Wednesday, January 9, 2008

We didn't get that play session but I did get some intimate time. (D/s)

Well we didn't get to play quite that way I wanted too today, No whips, no floggers, paddles, chain or rope instead just Master and I being intimate. We may not have got to scene as such but we did get to make love/have sex what ever you want to call it and it was good sex. There were deep passionate kisses and Master bringing me to orgasim over and over again with just his fingers... then his tonque... then his fingers. It went on and on and on and when I tried to push him away he just continued until HE had finished. That was quite different for me as usualy when I push him away the stimulation stops but no not this time. This time I was lost in the feelings and emotions of the moment without any other thought in my head beyound this is what Master wants. I let myself relax, I let myself go and let myself submit completly to his touch and it was well worth it. At one stage I grapped a pillow partly to try and hide myself, partly to have something to try and focus on while I was trying to get control of my body, control which i never managed to gain hold off as Master snatched the pillow from me. Once he had done that he had sex with me, used me as he wanted to in various positions, took me hard and fast, gentle and slow even managing to keep me a little off balance in sex and always feeling his control.

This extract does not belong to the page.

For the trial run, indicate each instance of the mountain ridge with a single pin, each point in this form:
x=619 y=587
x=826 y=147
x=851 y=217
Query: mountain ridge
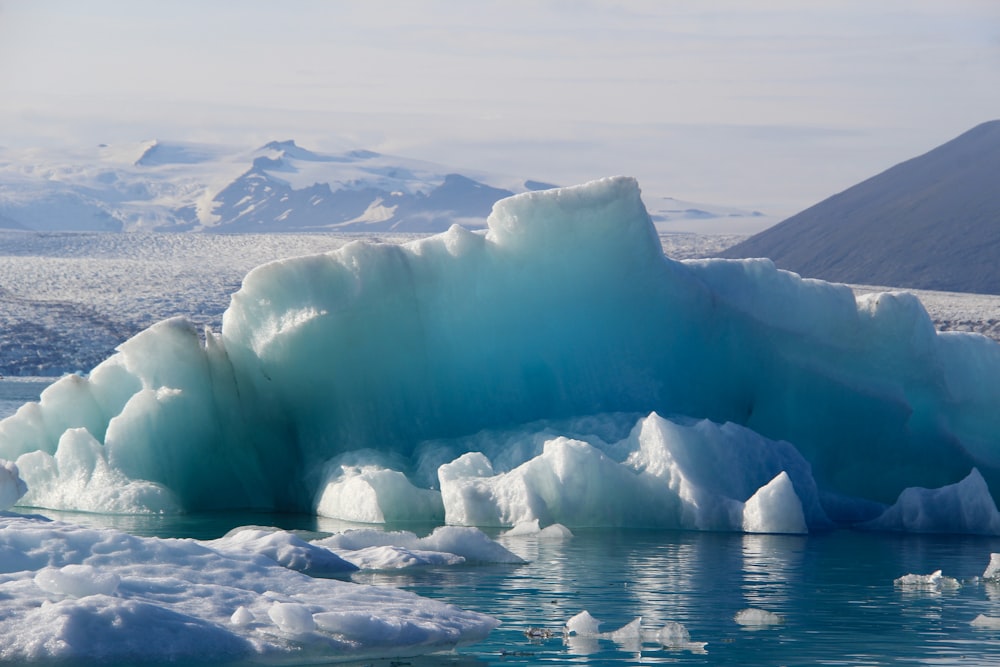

Without any toys, or any real commands he managed to make me feel more submissive then i have in a long long time. Unfortuantly my body decided to be bad and I ended the afternoon feeling really sick, as in vomit sick which meant that any more play today was canceled. Tomorrow night we are hoping that we will find the time to play if I am not too exhausted after a day at uni, if i am exhausted after uni then play will have to wait until next Tuesday when we again have the house to ourselves.

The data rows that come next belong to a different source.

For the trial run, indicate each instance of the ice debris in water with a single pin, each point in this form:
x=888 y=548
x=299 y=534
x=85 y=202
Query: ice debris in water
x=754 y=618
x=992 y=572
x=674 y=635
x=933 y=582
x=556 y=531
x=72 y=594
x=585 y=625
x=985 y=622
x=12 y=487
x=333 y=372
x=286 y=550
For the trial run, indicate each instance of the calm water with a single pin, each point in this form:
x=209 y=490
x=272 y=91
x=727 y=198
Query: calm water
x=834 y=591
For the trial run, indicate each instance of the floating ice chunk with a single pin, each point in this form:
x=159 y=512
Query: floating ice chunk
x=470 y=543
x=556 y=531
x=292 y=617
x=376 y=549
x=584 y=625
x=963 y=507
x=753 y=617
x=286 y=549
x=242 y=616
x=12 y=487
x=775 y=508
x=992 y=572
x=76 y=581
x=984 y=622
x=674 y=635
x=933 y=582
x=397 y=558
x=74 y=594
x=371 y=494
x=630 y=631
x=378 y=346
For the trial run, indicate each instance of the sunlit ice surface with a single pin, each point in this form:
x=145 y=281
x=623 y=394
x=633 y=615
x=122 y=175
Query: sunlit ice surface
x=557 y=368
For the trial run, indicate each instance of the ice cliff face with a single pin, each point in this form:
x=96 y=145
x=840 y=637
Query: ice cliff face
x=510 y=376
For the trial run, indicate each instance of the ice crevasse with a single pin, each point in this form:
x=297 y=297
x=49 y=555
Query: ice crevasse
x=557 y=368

We use to play a lot more then we do now, it didn't matter if people were home or not we would just wait until they went to bed but they are staying up until the early hours of the morning and by then both Master and I are too tired to put anything in to a scene which is why we are waiting for those afternoons that we find outselves home alone with nobody else around. In the near future we will be moving in to a place of our own and while Master will have work and I will have study it will be much easier to find time to do scenes then it is now. Thats the thought I cling too when I start to wonder if the D/s is all gone from this relationship, that one day soon we will be in our own place, that our current cicumstance is not for ever.